ルナもそうだった。また、見送ってしまった。
ケヴィンにつづいて、アンディ親子を見送ったのが、まるで昨日のことのようだ。
リサが、両手を上にあげて背伸びをした。
「この宇宙船の中って楽しすぎて、時間があっという間に過ぎちゃうよね。ていうか、この三人だけっていうのも久々じゃない?」
「そうかも」
「ここにキラがいれば完璧なんだけどさ」
ルナは思い出した。
「あっ! キラ!!」
「な、なによ。どした? ルナ」
キラは、どうしているだろう。結局バーベキューパーティーには来なかったし、電話もない。
「キラ、元気かなあ?」
ミシェルもリサも、顔を見合わせた。
「元気かって、ねえ……」
「うん……」
ふたりとも歯切れの悪い返事をするので、ルナは「なにかあったの?」と思わず聞いた。
「や、しらないよ。だって、キラ、最近遊びに誘っても『今日は行けない』って、そればっかりなんだもん」
ミシェルが困り顔で言った。リサも、
「メールもないじゃん。グループメールでしゃべっても、何も言ってこないし……。前ね、一回電話したんだけど、ほとんど話してないのに、『おばあちゃんたちと出かける時間だから』って、電話切られちゃって。なんか付き合い悪いって言うかさ、……ま、でも、あたしはあんまりキラにはよく思われてないから、しかたないけど」
「リサ、知ってたんだ」
ミシェルが驚いて言う。リサはあははと笑った。
「まあねー、あたしもここ来たばっかのとき、あんたらに彼氏とか押し付けすぎたもんね。あれは失敗した。ウザがられるのは仕方ないって思ったし」
リサはあっけらかんと笑う。キラに疎まれていたのも、承知の上だったらしい。
「でも、あたしはともかく、あんたらふたりとも会わないわけ? それはおかしいよね」
「バーベキューも来なかったしね」
ふたりは結局、来なかったのだ。ルナはずっと待っていたのだが。
「付き合い悪いのって、キラだけじゃなくてロイドもだよ。ミシェル……て、うちの彼氏の方ね、今ちょっといろいろあって忙しくしてるもんだから余計だけど、ロイドとぜんぜん会ってないって」
「……どうなってんの? あのふたり。結婚するんでしょ?」
「ラブラブなのはわかるけどさ、バーベキューパーティーとか、みんなが集まる席にくらい来たっていいじゃない、ねえ」
「そうだよね。年末の、レイチェルたちの結婚パーティーにも来なかったでしょ?」
ルナは、あのときも、ふたりが来ていなかったことを思い出した。
レイチェルたちが、キラとロイドだけ呼ばなかったということはないだろう。一回会っただけの、グレンとセルゲイまで招待したのだから。
リリザにいたときも、誘ったのに彼らは来なかった。ルナが最後にキラとロイドと会ったのは、結婚報告をしに、彼らが帰ってきたときだ。

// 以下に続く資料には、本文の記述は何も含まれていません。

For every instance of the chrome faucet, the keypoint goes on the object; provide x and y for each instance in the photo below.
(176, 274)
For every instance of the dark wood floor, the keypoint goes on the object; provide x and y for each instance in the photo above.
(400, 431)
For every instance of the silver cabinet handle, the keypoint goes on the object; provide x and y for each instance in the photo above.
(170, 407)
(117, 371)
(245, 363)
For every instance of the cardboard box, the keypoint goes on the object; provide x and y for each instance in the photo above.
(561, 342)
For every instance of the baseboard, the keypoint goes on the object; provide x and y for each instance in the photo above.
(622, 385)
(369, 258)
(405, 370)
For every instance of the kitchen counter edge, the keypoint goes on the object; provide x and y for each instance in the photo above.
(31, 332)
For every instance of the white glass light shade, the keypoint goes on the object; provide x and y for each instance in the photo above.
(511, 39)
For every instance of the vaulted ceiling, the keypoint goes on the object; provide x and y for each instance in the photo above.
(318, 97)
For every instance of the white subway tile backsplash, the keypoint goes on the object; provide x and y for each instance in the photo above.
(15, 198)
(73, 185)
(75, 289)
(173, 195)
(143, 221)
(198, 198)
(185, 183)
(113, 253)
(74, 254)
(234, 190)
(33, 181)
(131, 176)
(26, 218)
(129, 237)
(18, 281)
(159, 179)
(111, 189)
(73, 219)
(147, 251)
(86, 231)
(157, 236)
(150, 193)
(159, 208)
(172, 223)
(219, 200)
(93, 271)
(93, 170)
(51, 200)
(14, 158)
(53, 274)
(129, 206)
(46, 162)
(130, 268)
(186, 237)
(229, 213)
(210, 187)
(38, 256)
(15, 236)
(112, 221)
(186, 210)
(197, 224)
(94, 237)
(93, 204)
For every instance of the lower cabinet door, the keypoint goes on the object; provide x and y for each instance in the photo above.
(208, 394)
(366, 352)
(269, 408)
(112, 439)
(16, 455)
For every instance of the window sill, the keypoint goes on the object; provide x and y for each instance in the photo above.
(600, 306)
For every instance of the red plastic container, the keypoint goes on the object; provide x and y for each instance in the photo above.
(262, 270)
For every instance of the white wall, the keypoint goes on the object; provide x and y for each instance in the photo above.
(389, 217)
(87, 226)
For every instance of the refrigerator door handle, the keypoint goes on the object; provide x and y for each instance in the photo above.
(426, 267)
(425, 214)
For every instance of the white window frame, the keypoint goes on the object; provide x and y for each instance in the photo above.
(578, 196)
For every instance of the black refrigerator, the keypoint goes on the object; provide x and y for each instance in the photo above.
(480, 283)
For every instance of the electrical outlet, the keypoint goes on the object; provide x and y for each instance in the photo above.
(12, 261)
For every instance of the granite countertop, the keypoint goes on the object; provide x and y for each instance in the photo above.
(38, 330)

いくら結婚の準備で忙しいからと言って、まったく会えなくなるほど忙しいのだろうか?
アズラエルは、たびたびロイドから電話をもらっていたようだったが、キラはぜんぜん電話を寄越さない。バーベキューパーティーの招待のために電話をしたのが最後で、そのときも、彼女にしてはずいぶん元気がなかった。

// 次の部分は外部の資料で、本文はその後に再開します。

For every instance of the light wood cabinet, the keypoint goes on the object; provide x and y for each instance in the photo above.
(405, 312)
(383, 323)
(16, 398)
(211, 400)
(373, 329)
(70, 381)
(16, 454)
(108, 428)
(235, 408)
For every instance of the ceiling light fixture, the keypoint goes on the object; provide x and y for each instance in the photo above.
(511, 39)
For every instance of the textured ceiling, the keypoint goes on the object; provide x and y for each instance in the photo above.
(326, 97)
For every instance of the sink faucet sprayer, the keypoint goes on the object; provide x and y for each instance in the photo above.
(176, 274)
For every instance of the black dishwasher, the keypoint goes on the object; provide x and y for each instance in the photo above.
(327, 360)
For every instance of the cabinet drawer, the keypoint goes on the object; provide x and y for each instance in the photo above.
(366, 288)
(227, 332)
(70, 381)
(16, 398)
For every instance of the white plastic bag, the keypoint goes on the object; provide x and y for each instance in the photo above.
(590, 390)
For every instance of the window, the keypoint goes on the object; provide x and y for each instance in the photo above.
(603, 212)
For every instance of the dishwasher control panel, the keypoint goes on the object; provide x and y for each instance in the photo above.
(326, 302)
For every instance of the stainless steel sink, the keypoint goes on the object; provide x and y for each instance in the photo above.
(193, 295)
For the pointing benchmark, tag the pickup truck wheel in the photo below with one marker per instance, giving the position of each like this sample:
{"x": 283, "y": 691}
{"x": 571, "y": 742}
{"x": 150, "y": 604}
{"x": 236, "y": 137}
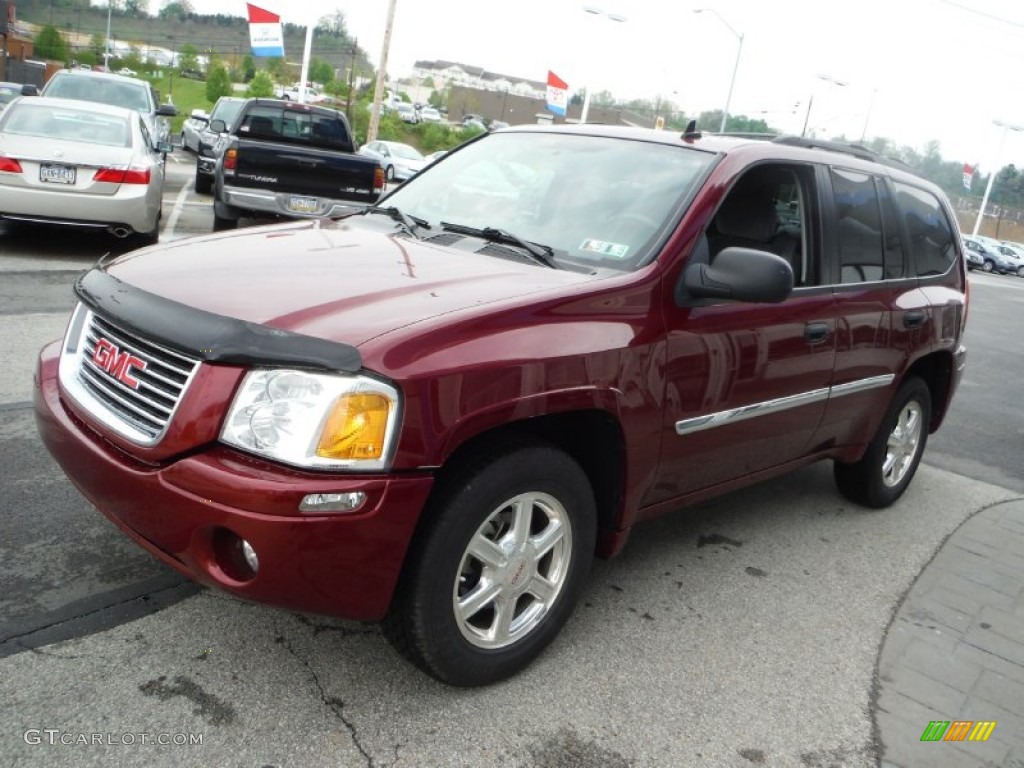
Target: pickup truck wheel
{"x": 892, "y": 458}
{"x": 221, "y": 221}
{"x": 491, "y": 582}
{"x": 203, "y": 183}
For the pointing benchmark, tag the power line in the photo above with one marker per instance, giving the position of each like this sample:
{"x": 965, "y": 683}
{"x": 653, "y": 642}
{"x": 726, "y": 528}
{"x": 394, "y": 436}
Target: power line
{"x": 976, "y": 11}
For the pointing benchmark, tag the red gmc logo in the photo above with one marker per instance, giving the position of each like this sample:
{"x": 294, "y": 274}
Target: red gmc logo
{"x": 118, "y": 364}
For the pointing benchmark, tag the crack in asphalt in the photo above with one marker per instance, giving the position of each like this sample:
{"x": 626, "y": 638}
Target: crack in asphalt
{"x": 336, "y": 705}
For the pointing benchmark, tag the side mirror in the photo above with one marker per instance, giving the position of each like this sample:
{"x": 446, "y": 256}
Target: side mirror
{"x": 738, "y": 274}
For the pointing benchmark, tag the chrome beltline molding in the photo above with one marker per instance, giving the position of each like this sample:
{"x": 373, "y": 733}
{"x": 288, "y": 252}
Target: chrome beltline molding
{"x": 698, "y": 423}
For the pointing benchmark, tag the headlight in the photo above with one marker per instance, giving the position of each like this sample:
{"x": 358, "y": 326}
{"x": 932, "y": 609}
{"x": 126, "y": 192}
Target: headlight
{"x": 313, "y": 420}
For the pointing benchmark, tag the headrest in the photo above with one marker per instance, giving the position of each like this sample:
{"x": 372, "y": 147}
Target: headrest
{"x": 749, "y": 212}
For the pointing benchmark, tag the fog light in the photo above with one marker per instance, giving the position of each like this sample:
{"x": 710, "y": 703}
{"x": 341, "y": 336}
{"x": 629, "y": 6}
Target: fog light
{"x": 317, "y": 503}
{"x": 250, "y": 554}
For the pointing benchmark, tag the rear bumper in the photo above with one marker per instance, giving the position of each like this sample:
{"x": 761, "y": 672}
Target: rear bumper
{"x": 282, "y": 204}
{"x": 185, "y": 511}
{"x": 129, "y": 207}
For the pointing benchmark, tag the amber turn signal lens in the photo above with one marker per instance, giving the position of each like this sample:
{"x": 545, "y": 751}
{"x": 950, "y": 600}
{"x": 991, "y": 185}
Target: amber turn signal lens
{"x": 355, "y": 428}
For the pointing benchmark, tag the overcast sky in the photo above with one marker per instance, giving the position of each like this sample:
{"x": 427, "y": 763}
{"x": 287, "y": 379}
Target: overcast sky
{"x": 913, "y": 70}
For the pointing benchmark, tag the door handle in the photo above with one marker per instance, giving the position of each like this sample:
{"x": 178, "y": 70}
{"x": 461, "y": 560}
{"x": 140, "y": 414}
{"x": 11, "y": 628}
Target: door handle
{"x": 815, "y": 333}
{"x": 914, "y": 317}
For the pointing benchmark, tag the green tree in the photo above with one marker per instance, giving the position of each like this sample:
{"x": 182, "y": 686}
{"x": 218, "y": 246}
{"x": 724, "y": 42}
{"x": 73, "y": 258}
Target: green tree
{"x": 278, "y": 68}
{"x": 260, "y": 86}
{"x": 321, "y": 71}
{"x": 49, "y": 44}
{"x": 218, "y": 83}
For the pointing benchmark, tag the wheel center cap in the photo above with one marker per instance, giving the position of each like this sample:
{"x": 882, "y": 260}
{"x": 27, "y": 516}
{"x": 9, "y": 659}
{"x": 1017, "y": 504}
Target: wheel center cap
{"x": 517, "y": 573}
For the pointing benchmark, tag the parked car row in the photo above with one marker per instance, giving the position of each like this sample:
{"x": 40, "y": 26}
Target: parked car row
{"x": 990, "y": 255}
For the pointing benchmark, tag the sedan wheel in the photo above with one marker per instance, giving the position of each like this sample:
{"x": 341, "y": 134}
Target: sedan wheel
{"x": 495, "y": 574}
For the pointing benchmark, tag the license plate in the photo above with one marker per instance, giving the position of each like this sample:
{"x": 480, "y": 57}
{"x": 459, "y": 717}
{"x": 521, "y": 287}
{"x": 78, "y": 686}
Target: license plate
{"x": 56, "y": 174}
{"x": 299, "y": 204}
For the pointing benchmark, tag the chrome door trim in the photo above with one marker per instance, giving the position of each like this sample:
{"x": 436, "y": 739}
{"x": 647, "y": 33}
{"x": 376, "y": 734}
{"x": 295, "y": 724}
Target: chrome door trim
{"x": 721, "y": 418}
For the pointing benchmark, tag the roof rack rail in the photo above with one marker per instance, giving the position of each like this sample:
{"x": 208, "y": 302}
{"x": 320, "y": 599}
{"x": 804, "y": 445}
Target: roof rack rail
{"x": 857, "y": 151}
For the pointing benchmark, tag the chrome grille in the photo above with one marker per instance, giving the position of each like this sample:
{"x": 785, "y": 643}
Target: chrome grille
{"x": 130, "y": 384}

「じゃあ、あたしたちのほうから、会いに行ってみる? もしかしたら、マリッジ・ブルーかもしれないじゃん」
ミシェルが言った。
「そうだね。遊びに来てっていってたしね。行くか。あたし、来週の火曜日ならだいじょうぶ」
リサが、手帳代わりに使っている携帯電話を弄りながら、言った。
「おっけ。来週火曜ね。ルナはだいじょぶ?」
「うん!」
みんなで、キラの様子を見に行こう。
いったい、なにがあったのかは知らないが、どんなときでも元気いっぱいのキラが、元気がなかったのは気にかかる。

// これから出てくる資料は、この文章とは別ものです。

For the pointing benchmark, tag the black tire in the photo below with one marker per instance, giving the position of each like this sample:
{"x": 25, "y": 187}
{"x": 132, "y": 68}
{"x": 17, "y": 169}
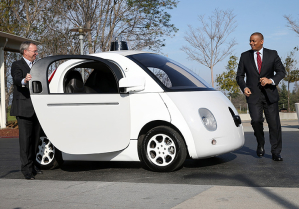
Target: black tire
{"x": 47, "y": 156}
{"x": 162, "y": 149}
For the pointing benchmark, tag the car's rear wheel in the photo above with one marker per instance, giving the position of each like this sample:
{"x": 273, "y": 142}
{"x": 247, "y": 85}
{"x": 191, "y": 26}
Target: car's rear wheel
{"x": 162, "y": 149}
{"x": 47, "y": 156}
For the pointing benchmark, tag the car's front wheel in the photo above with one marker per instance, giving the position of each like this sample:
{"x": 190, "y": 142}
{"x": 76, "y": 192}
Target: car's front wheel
{"x": 47, "y": 156}
{"x": 162, "y": 149}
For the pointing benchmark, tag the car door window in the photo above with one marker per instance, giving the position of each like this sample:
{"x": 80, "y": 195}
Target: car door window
{"x": 98, "y": 79}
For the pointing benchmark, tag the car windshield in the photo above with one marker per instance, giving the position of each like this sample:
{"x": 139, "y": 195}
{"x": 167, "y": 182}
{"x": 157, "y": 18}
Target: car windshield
{"x": 170, "y": 73}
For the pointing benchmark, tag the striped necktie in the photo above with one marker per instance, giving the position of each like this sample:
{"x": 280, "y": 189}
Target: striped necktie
{"x": 259, "y": 61}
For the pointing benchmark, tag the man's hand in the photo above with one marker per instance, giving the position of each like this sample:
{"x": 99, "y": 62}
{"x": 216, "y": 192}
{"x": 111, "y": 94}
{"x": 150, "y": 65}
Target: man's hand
{"x": 264, "y": 81}
{"x": 27, "y": 78}
{"x": 247, "y": 92}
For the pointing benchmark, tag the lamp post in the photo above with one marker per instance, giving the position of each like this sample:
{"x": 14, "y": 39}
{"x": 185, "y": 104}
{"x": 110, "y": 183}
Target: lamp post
{"x": 81, "y": 32}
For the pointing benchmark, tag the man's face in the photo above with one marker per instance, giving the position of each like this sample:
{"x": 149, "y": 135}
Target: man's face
{"x": 31, "y": 53}
{"x": 256, "y": 42}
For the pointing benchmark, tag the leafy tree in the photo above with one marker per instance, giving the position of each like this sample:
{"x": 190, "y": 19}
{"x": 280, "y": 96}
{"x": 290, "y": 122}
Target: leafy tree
{"x": 207, "y": 42}
{"x": 143, "y": 23}
{"x": 227, "y": 80}
{"x": 292, "y": 73}
{"x": 293, "y": 24}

もしミシェルの言うとおりマリッジ・ブルーだったりするなら、ぱーっと気晴らしに女四人で遊びに行こう。お茶をしたり、買い物に行ったり。
船内のテーマパークとか、行ってもいいかもしれない。
キラはそういうのが、一番元気が出るって言っていたから。
二人でリサを見送ったあと、ミシェルが腕時計で時間をたしかめた。もう夕刻だ。
「今日、たぶん、クラウド、ルナんちにいると思うんだ」
「へ? そうなの?」
「うん。アズラエルに話あるとかって。長い話になるっていってた。だから、今日はうち来ない? もとはクラウドとアズラエルの部屋だけど。仕事の話みたいだから邪魔できないし。さっきメールしたら、まだ話終わってないって」
「そっかあ。じゃあ、ひさしぶりにふたりで夕ご飯だね!」
「……リクエストあるんだけど、いい?」
「いいよ。何食べたい?」
「鮭のクリームパスタ食べたい! あとこのあいだ食べた海鮮サラダと、」
「このあいだ?」
「このあいだっていったって、四人で暮らしてたころね……、」
ミシェルが、ふっと笑顔を消した。
「ねえ、ルナ、あれ」
「ん?」
ミシェルに突かれ、ルナは後ろを振り向いた。リズンの外のテーブルには、ルナたちのほかにも二、三組、客がいた。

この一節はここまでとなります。